The RIAA's Road to Perdition, and a Digital Copyright Primer - Page 3

For this "limited" time, Copyright law essentially grants the author the exclusive rights to copy or reproduce the work, make derivative works, distribute copies of the work (sell, give away, lease or license), and to perform the work, and, of course, to keep others from doing the same.

Simple enough? Not hardly.

....A number of years ago, the U.S. Supreme Court dealt with a man named Dowling, who sold "pirated" Elvis Presley recordings, and was prosecuted for the Interstate Transportation of Stolen Property. The Supremes did not condone his actions, but did make it clear that it was not "theft" — but technically "infringement" of the copyright of the Presley estate, and therefore copyright law, and not anti-theft statutes, had to be invoked.

So "copying" is not "stealing" but can be "infringing."

....copying is not always infringing. If the work is not copyrighted, if you have a license to make the copy, or if the work is in the public domain, you can copy at will. Also, not all "copies" are the same. Say you buy a CD and play it on your computer — technically, you have already made a "copy" onto the PC in the process of playing it, but that's not an infringement.
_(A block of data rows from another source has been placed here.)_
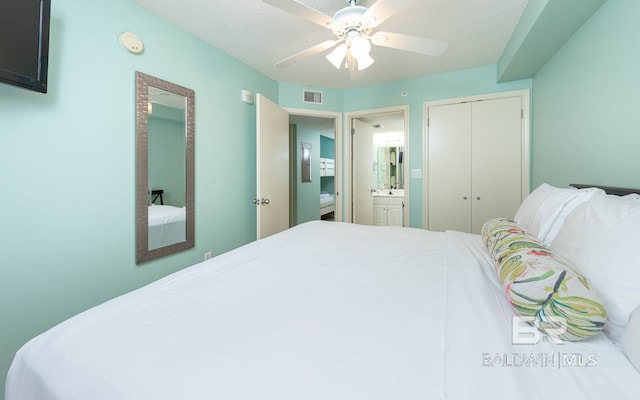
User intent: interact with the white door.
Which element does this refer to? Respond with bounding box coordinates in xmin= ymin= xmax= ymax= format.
xmin=351 ymin=119 xmax=375 ymax=225
xmin=387 ymin=205 xmax=404 ymax=226
xmin=471 ymin=97 xmax=522 ymax=233
xmin=256 ymin=94 xmax=289 ymax=239
xmin=373 ymin=204 xmax=387 ymax=226
xmin=427 ymin=103 xmax=471 ymax=232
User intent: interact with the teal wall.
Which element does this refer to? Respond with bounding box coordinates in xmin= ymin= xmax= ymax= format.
xmin=0 ymin=0 xmax=279 ymax=398
xmin=279 ymin=65 xmax=533 ymax=227
xmin=295 ymin=125 xmax=320 ymax=225
xmin=343 ymin=65 xmax=532 ymax=227
xmin=532 ymin=0 xmax=640 ymax=188
xmin=320 ymin=136 xmax=336 ymax=159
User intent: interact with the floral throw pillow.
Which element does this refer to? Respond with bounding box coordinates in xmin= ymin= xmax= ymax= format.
xmin=482 ymin=218 xmax=607 ymax=341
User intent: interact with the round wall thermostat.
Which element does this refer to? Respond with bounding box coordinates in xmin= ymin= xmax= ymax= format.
xmin=120 ymin=32 xmax=144 ymax=54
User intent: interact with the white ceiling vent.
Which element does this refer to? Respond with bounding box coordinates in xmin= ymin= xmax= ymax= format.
xmin=302 ymin=90 xmax=322 ymax=104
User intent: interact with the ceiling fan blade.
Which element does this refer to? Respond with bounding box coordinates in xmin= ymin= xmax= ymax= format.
xmin=362 ymin=0 xmax=414 ymax=28
xmin=371 ymin=32 xmax=448 ymax=56
xmin=275 ymin=40 xmax=341 ymax=68
xmin=262 ymin=0 xmax=339 ymax=29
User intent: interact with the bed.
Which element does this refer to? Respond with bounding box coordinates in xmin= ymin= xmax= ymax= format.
xmin=320 ymin=192 xmax=336 ymax=217
xmin=6 ymin=184 xmax=640 ymax=400
xmin=149 ymin=204 xmax=186 ymax=250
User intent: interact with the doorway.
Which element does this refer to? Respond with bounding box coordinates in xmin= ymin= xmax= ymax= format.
xmin=287 ymin=109 xmax=343 ymax=226
xmin=345 ymin=106 xmax=410 ymax=226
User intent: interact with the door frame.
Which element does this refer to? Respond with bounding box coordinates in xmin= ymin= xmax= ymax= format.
xmin=283 ymin=107 xmax=346 ymax=224
xmin=342 ymin=105 xmax=411 ymax=226
xmin=422 ymin=89 xmax=531 ymax=229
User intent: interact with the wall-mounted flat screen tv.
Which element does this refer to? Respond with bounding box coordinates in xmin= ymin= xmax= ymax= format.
xmin=0 ymin=0 xmax=51 ymax=93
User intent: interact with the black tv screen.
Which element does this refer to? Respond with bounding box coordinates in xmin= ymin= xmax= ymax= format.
xmin=0 ymin=0 xmax=51 ymax=93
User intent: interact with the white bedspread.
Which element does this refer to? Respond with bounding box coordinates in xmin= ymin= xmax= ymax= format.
xmin=149 ymin=204 xmax=186 ymax=250
xmin=6 ymin=221 xmax=640 ymax=400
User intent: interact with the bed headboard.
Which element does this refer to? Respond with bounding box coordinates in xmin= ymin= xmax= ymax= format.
xmin=569 ymin=183 xmax=640 ymax=196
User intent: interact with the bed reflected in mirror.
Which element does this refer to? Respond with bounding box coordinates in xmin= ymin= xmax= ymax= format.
xmin=136 ymin=72 xmax=195 ymax=263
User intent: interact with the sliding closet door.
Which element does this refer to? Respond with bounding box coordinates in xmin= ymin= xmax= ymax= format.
xmin=427 ymin=103 xmax=471 ymax=232
xmin=471 ymin=97 xmax=522 ymax=233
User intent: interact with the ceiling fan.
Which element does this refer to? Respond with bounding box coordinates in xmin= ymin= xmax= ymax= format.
xmin=263 ymin=0 xmax=447 ymax=72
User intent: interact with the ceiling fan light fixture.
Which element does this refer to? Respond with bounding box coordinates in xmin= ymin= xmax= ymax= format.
xmin=350 ymin=35 xmax=371 ymax=58
xmin=354 ymin=54 xmax=376 ymax=71
xmin=371 ymin=32 xmax=389 ymax=45
xmin=326 ymin=43 xmax=347 ymax=69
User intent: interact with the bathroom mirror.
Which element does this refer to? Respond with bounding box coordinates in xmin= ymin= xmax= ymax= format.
xmin=373 ymin=132 xmax=404 ymax=189
xmin=136 ymin=72 xmax=195 ymax=264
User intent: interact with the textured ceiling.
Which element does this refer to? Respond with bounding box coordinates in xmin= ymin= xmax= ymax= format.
xmin=134 ymin=0 xmax=528 ymax=88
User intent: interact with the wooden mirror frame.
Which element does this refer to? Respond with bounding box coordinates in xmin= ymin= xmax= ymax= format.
xmin=135 ymin=72 xmax=195 ymax=264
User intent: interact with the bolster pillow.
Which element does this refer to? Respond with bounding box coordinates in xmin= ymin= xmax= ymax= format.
xmin=482 ymin=218 xmax=607 ymax=341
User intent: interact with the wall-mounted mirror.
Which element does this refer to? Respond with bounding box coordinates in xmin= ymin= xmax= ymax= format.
xmin=136 ymin=72 xmax=195 ymax=264
xmin=373 ymin=132 xmax=404 ymax=189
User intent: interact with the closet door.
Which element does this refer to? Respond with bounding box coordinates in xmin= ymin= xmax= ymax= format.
xmin=427 ymin=103 xmax=471 ymax=232
xmin=471 ymin=97 xmax=523 ymax=233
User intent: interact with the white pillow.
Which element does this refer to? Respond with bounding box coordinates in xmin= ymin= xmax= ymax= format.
xmin=514 ymin=183 xmax=604 ymax=245
xmin=551 ymin=195 xmax=640 ymax=345
xmin=622 ymin=306 xmax=640 ymax=371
Making an archive copy is okay too, as long as your retain the original. What about a transformative copy — say, making an MP3 out of a CD? You can do that, so long as you retain the original work. If the original CD get scratched, damaged or lost, you can probably burn the MP3 back to a CD (sans the really "sucky" titles), but this is not entirely clear.

.... if you make copies for purposes such as criticism, comment, news reporting, teaching (including multiple copies for classroom use), scholarship, or research, it is not an infringement of the copyright, even if the copyright holder does not want you to do so.

This isn't black and white, of course. In deciding whether a use is fair or not, courts will consider a number of factors: Did you make the copies for commercial purposes? Does the copy deprive the copyright holder of revenues? Did you copy all, or substantially all, of the work, or just a small portion? The less of the work copied, the less commercial and the less impact on the copyrighted work, the more likely it is to be considered "fair."